= Richebourg-l'Avoué =

Village and former commune in Pas-de-Calais, France

Richebourg-l'Avoué is a village and former commune in the Pas-de-Calais region of France. It was merged with Richebourg-Saint-Vaast to form the commune of Richebourg on 21 February 1971.

The village was the site of the Attack on the Boar's Head on 30 June 1916, by the 11th, 12th and 13th (Southdowns) Battalions of the Royal Sussex Regiment, part of the 116th Southdowns Brigade of the 39th Division. In fewer than five hours the three Southdowns Battalions of the Royal Sussex lost 17 officers and 349 men killed and 1,000 men were wounded or taken prisoner. In the regimental history it is known as "The Day Sussex Died".

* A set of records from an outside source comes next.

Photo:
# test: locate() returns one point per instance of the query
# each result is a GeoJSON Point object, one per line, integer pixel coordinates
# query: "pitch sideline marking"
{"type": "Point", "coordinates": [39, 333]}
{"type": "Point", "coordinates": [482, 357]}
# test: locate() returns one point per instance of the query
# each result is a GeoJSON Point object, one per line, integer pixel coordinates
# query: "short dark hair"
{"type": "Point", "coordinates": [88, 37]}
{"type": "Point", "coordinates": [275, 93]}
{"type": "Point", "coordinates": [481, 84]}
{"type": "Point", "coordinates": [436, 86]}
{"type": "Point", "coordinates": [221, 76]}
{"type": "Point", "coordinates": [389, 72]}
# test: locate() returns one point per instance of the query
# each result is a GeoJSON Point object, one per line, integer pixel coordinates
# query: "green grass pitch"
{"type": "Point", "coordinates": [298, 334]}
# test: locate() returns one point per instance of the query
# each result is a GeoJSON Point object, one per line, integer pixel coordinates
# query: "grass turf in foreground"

Following the 1916 publication, the poet Edmund Blunden recalled reading Masefield's Good Friday in a frontline dugout in Richebourg-l'Avoué just as their sentry was killed by a sniper.

==War memorial==
The Le Touret Commonwealth War Graves Commission cemetery and memorial is sited here. It was begun in November 1914 by the Indian Corps (in particular by the 2nd Leicesters), remaining in use until the end of the war (barring a time in German hands from April–August 1918); the Le Touret Memorial is part of the cemetery. The Rue-des-Berceaux CWGC Cemetery is also sited here and includes the burial site of New Zealand tennis player Tony Wilding.